One of the most common misconceptions about transcription is that it is simply typing; that it consists of listening to an audio recording and typing the words directly into a document, with little processing or mental acuity required. At TTP we wish it was that easy! Here are seven of the most common myths about transcription, completely busted!
1. Audio files are always sharp and readily transcribed.
Unfortunately, audio recordings are rarely ideal. Transcriptionists struggle with issues such as the quality of the recorder itself, background noise, accents, mumbling, multiple speakers talking over one another, and a myriad of other complicating factors. An experienced professional will often spend hours of their transcription time just trying to decipher what was said.
2. It’s easy to distinguish between different speakers.
For those who have not transcribed an audio recording with multiple speakers it may be hard to imagine just how difficult it is to distinguish between speakers, especially when their voices are electronically recorded and unfamiliar to you. The slightest interference with the sound can make it almost impossible to identify the speaker. Sometimes speakers’ voices are very similar as well, and a lack of contextual information can make things much harder.
3. You don’t need to concentrate very hard as you are simply typing verbatim.
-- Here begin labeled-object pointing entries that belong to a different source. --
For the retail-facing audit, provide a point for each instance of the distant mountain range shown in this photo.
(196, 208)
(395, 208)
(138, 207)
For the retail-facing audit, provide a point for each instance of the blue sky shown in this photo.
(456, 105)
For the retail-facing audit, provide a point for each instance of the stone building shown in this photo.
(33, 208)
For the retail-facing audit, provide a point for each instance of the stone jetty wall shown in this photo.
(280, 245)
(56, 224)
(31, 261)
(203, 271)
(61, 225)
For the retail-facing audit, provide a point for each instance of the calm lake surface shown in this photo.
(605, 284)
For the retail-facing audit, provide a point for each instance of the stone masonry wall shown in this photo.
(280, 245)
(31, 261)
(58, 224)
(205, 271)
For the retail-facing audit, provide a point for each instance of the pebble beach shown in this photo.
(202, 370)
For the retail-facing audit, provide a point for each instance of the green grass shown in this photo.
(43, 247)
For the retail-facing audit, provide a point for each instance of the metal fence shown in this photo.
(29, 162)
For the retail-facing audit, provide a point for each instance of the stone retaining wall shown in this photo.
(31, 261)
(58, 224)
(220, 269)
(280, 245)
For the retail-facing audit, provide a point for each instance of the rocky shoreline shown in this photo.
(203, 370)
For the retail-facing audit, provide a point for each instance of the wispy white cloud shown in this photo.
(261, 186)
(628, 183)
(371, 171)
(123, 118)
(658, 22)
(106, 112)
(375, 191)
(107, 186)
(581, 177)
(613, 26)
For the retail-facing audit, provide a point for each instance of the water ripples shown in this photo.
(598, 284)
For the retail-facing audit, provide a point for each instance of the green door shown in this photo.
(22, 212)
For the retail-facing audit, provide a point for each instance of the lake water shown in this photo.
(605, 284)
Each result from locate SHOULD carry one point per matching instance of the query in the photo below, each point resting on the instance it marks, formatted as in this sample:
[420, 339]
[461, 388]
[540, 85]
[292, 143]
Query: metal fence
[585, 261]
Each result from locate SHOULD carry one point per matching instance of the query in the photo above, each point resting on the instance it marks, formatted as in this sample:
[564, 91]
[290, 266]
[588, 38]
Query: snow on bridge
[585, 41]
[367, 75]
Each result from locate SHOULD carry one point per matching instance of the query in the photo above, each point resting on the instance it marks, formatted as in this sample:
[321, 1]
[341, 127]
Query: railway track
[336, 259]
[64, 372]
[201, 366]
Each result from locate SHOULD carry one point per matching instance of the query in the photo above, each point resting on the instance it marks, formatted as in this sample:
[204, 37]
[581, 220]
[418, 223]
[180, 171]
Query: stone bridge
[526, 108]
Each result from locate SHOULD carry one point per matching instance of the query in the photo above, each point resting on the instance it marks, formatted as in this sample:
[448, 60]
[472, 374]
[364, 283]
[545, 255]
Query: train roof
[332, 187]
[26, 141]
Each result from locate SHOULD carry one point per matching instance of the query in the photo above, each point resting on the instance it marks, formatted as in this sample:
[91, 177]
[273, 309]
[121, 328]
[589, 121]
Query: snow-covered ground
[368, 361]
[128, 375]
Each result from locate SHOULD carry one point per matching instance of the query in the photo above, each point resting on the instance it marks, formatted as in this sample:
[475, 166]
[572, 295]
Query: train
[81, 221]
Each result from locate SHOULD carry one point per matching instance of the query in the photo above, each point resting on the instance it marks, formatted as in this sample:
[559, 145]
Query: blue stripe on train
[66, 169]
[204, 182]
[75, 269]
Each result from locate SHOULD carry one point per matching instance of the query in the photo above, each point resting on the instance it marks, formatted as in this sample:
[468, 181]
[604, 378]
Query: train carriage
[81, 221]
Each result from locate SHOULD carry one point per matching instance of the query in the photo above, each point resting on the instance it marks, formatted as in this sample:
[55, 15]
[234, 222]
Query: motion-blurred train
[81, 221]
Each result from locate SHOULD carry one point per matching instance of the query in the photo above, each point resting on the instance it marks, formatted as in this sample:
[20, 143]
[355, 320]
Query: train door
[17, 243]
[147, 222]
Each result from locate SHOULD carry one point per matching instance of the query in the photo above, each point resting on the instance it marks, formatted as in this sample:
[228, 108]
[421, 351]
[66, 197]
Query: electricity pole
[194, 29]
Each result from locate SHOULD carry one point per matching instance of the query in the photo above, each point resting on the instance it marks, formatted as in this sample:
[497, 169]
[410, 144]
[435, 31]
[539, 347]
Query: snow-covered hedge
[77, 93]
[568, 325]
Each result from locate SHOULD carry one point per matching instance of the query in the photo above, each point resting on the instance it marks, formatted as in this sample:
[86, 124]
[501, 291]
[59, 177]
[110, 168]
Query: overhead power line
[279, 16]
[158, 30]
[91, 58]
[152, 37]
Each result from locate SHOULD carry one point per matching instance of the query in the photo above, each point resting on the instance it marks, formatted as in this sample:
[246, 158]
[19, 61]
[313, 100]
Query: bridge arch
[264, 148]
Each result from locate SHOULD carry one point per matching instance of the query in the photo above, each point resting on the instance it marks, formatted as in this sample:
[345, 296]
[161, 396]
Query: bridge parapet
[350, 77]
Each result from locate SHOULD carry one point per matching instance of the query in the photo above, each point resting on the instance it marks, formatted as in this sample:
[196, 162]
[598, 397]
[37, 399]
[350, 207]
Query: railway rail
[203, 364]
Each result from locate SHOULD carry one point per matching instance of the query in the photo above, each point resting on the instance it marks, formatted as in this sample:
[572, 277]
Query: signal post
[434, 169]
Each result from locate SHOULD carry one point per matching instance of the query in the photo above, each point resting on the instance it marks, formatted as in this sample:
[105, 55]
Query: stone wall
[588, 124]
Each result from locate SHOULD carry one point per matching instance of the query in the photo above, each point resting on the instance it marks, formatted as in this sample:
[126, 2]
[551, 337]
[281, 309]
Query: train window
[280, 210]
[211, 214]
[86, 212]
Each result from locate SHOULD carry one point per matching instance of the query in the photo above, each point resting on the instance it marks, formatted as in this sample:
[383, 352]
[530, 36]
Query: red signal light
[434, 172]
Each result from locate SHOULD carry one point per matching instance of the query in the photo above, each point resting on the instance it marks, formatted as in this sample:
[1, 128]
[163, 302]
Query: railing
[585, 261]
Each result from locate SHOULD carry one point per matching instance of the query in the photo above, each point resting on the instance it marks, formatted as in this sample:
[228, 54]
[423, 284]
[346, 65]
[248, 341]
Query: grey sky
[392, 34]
Transcription requires intense concentration and undivided attention, often for hours on end. It’s not simply listening, but hearing, deciphering, and accurately converting language from one medium to another. On the fly, a transcriptionist constantly makes decisions about which words to type, how to spell each word correctly, how to punctuate sentences, and about other formatting conventions. This is an exceptionally challenging and skilled task.
4. Transcription time equals the length of the audio recording itself.
The length of time required to produce a complete transcription is always greater than that of the actual recording due to audio stoppages to allow sufficient time for typing, rewinding to decipher a word/phrase or confirm its accuracy, document formatting, spell checks, proofreading and review, Google research, et cetera. In the case of a perfectly clear recording, transcription can easily take three times as long as the recording, and double that again if the audio quality is poor, there are multiple speakers, foreign accents, unfamiliar terminology, or if the transcriptionist is inexperienced.
5. A transcriptionist only needs to hear a recording once to transcribe it.
Transcriptionists easily spend half of their time or more rewinding recordings to listen for the correct term and/or context surrounding it. This is made far worse with a poor quality recording or with any of the complicating factors mentioned earlier.
6. Proofreading is fast and simple.
Proofreaders face the same difficulties and potential delays as transcriptionists, affected by the sound quality of the recording, with the added pressure of being the final set of eyes and ears. A proofreader will often press the rewind button countless times just to decipher that last pesky word!
7. Formatting the document for each client is straight-forward.
Although TTP has a standard document format, clients’ requirements vary. Medical and legal transcriptions often have an entirely different format that is unique to the client. Some of these are quite complex with numbering systems, line breaks, headers and footers, et cetera. Formatting a Word document to the exact specifications required for each client takes its own time, independently of the transcription itself.
Beginning an audio transcription is akin to finding your way around in the dark with sound as your only guide. There are no visual cues about the identity of the speaker, and an independent transcriptionist rarely has sufficient contextual knowledge about the organisation or its processes to complete their transcription without researching information on the Internet. Transcriptionists must be skilled in language, typing, and specialised terminology; be excellent listeners with unfailing attention to detail, and able to cope under pressure and with short deadlines. It’s no exaggeration to claim that our hard working transcriptionists at TTP are nothing short of miracle workers!